Other people own that house now since many years back. But whenever I am in that neighbourhood, a series of memory snapshots from the late 50's or very early 60's pop up in my head. Me walking with my grandfather over the fields on a sunny summer day, with an old-fashioned metal milk can, to fetch milk directly from a farm in the neighbourhood - "straight from the cows". (This was unusual to me, because in town, the milk in those days came in brown glass bottles with soft metal caps on top.) Opening wooden gates and shutting them. Stopping to pick wild strawberries. On the farm, two huge carthorses inside the stable (I see them from behind, standing in their boxes, towering up high above me - it's dark inside the stable with just some light coming in through the open door). My grandmother (who died when I was six) in their big kitchen, skimming the cream off the milk in a bowl on the workbench by the window overlooking the front garden. Tasting the lukewarm milk - I didn't much like it. Grandma making small pancakes in a special iron on the stove - no one else I knew made those. (My parents are not in the picture, I guess they had gone on a short summer holiday on their own and left me with Grandma and Grandpa.)

4 comments:

Ginny Hartzler said...

What a wonderful, and nostalgic post.

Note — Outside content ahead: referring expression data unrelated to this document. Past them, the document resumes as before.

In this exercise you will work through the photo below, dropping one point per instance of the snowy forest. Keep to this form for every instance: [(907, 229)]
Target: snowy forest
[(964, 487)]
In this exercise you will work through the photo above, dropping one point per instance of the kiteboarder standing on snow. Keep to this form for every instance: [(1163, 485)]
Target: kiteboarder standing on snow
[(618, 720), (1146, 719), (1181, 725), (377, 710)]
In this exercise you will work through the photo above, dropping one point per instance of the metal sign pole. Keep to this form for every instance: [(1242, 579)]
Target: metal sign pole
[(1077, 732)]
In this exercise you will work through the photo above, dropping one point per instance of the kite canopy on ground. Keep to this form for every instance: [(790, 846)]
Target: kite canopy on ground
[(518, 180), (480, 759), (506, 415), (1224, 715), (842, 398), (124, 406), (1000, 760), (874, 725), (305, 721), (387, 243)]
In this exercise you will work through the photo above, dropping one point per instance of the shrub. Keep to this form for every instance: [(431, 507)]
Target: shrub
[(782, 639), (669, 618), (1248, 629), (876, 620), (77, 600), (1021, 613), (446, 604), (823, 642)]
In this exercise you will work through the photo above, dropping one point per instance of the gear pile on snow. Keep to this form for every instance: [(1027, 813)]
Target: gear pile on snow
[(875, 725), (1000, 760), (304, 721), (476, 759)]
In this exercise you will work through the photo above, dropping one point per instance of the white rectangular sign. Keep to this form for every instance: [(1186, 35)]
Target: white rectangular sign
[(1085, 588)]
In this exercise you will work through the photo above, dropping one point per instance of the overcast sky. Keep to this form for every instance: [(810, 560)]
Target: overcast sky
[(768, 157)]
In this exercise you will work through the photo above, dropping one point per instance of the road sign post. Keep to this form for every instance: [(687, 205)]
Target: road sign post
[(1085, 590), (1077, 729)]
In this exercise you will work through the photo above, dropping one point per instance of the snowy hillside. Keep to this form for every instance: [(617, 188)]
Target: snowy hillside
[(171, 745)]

Children who miss having their grandparents miss out on such a big and important part of life, because there is really no other person who will relate to them in the same way. these pictures are priceless! The old hayshocks look so totally different from the round modern ones of today. And the wedding picture is amazing. It all looks so very serious. The little crown on her head must have been in fashion then, I've not seen that even in very old pictures. She seems to be wearing glasses in the wedding photo, but not later in the workplace one? You are blessed that at such a young age as six, you still have memories of her.

GB said...

I always enjoy reading your reminiscences. This one is no exception. There is something about the lives of 'ordinary' people that I find more fascinating than the often manufactured lives of celebrities.

Jeannette StG said...

Lovely Photos, Monika! I love the one with the old car -magnificent! And your last pic -I see that the wheat is arranged differently to dry than they used to in Holland ad Germany.
That is one thing I don't like about our modern times, there is not much too look at when you see square packaged things in the landscape!

MadSnapper said...

my memories are like yours, snapshots here and there. my favorite one is my grandfather owned a motel in Florida. we were 3 hours drive away. the biggest thrill was for mother to drive my brother and i to granddaddies motel and we got to sleep in small cabins and the resuturatn we could eat whatever we wanted because it was FREE. he would NOT let me have TWO milk shakes in a row. I could never understand why.